Becoming An Emotional Environmentalist
Do you know any Pig Pens?
I had a friend who would check into a hotel room and within five minutes the space would look like a luggage bomb exploded; clothes, shoes, toiletries were everywhere. If you didn't know ,you would swear the room had been occupied for a week.
We all know messy people who leave a trail of stuff behind them, either physical belongings or trash. Why is it so hard to close the drawer, shut the door, or put the dishes in the dishwasher instead of the sink?
Coming into a place after these Pig Pens is annoying. I mean, who wants to live in a mess someone else created? No thanks...
Come on people - - Reduce- Reuse-Recycle!!
Though we are usually sensitive about leaving a physical footprint in the environment, what is less obvious is how we create emotional environments. We aren't always attune to how our attitude impacts those around us. We fail to consider how much noise we add to the world.

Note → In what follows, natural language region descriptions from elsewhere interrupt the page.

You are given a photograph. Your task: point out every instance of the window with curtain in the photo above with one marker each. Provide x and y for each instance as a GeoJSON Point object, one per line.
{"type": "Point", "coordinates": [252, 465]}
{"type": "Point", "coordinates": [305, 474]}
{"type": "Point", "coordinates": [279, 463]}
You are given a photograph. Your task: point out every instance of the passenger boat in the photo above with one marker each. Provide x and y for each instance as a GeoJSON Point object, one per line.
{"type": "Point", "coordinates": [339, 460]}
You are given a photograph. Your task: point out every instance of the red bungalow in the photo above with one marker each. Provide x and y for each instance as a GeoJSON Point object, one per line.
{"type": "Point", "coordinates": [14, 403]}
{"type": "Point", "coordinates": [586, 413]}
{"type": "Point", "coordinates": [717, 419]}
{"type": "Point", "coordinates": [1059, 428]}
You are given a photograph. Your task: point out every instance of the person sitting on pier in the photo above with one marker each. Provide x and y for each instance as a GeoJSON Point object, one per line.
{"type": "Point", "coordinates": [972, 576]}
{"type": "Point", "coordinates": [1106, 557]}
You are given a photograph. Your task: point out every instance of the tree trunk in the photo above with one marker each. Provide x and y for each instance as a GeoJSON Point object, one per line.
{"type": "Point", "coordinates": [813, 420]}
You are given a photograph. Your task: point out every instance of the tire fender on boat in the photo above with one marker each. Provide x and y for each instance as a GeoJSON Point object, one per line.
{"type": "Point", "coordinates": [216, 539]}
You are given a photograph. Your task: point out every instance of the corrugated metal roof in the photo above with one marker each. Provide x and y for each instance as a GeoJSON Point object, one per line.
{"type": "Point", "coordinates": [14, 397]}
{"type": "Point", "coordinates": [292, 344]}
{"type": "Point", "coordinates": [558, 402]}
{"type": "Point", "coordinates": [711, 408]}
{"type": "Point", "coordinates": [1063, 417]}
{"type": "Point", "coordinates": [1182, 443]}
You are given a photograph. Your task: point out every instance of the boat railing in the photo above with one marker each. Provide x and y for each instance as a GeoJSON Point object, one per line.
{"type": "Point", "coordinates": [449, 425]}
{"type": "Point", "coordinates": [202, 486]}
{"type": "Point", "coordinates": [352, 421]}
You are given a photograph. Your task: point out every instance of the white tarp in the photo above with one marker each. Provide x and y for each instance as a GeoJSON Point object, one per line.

Anger interferes with healing.Negativity is unsavory.Complaining never inspires.Bitterness is ugly.
Can you imagine a world where we all took more responsibility for the environments we create? What if we considered emotional pollution as unacceptable as littering? Wouldn't that be cool?
Imagine if people didn't use social media to rant and complain; wouldn't life feel cleaner?
If conflict and disagreements took place in the context of caring relationships rather than on a Facebook post or a twitter exchange, wouldn't we all feel less grimy?
What if we all decided to say less. Instead of using the three-prong Reduce/Reuse/Recycle like we do for trash, we could embrace a different three-prong filter for our words.
What if we spoke only when our words were
KindTrueAND Necessary?
Think about how much less we would say. Can you imagine how much better we would all feel?
While this wouldn't solve all of our problems, the noise pollution would drop significantly.